Give them good free software and they will use it, sure. The software will travel on it's own. This, and the communication of ideals aren't necessarily linked. They are using it because it's good. Give them free software and explain to them why being free makes it inherently good, and they will still use it. But more importantly, the ideals have also spread.
I am willing to take my chances on another kernel stepping up to the plate even if the Linux kernel hadn't filled a hole in the GNU system. It might have taken more time to reach the level of adoption we see today (or maybe even less if it were even more popular for some reason), but it would have happened independent of Linux. Point being, there would have been someone who valued all this (and was skilled enough) to write things that worked to fill this void.
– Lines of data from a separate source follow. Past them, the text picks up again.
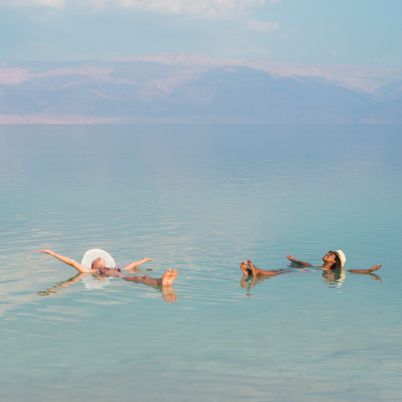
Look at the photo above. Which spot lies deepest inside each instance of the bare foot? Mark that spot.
(251, 268)
(375, 267)
(244, 269)
(169, 295)
(169, 276)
And all this about fierce promotion, gaining critical mass, mass revolution and things like that. I really wish to know what it is your aim for all of this is.
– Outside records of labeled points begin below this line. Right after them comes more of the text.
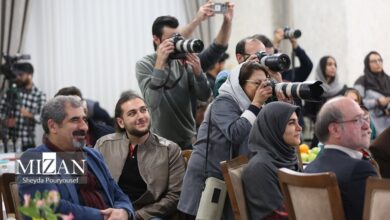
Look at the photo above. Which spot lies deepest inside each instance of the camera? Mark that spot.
(276, 62)
(6, 68)
(291, 33)
(182, 46)
(220, 8)
(311, 91)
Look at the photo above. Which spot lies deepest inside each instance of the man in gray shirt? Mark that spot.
(167, 84)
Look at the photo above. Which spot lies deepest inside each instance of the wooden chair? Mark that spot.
(5, 180)
(186, 155)
(311, 195)
(16, 200)
(377, 199)
(232, 171)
Harish | http://wahgnube.org/
Hi Tarun and others,
Due to lack of time i didnt go through all the mails on this topic. Quick scan gives me the feeling that it is being dragged unnecessarily.
1. Tarun, you are right that we need to make free software easier for general user. We are doing good work for that. I dont see any one has any objection in furthering it.
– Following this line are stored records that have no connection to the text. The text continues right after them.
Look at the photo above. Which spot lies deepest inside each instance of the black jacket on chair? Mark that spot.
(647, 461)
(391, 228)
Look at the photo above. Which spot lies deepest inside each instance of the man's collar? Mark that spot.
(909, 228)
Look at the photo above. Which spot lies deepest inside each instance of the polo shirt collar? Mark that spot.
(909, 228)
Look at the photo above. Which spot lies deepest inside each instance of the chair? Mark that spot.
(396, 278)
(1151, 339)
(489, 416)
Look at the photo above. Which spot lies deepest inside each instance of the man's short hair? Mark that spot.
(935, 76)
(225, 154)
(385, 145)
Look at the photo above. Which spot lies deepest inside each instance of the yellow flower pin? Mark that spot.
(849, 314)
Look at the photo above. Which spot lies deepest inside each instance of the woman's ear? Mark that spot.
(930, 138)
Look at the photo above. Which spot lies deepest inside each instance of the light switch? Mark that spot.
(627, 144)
2. We the users of free software should also take the responsibility of helping people like Mr Rammanohar, where ever we can. It is not a good idea from our part to say 'RTFM'. Lets try to help others, dont forget that we are working for the freedom of sharing knowledge.
3. At the same time, we dont care abt people saying "i will use/support free software when it is technically better choice". That show their lack of commitment to the issue of freedom we raise, ignore them. I can understand a person who is using non free software because there is no alternative, while accepting that he is not doing the right thing and trying to bring a change to his situation.
regards, arun.
Arun, You wrote:
Due to lack of time i didnt go through all the mails on this
topic.
Quick scan gives me the feeling that it is being dragged
unnecessarily.
To some extent I agree with you. What began as a nice exposition soon got lost.
- We the users of free software should also take the responsibility
of
helping people like Mr Rammanohar, where ever we can. It is not a
good
idea from our part to say 'RTFM'. Lets try to help others, dont
forget
that we are working for the freedom of sharing knowledge.
To this allow me to add that we need to be a trifle more 'visible' vis-a-vis deployments and implementations. A quick scan of the mainstream media (nationwide) reveals precious little appreciation of 'GNU/Linux' as opposed to 'Linux'.
[snipped]
I can understand a person who is using non free software because
there
is no alternative, while accepting that he is not doing the right
thing
and trying to bring a change to his situation.
I think this is somewhat along the lines of what Frederick Noronha wrote in his May 2004 column in LinuxForYou. We cannot change all the people at the same time, but we do have to begin someplace. For a start a lesser amount of 'RTFM' and a greater amount of sensitivity could be a nice way to bring about Tarun's wish towards a 'majority'.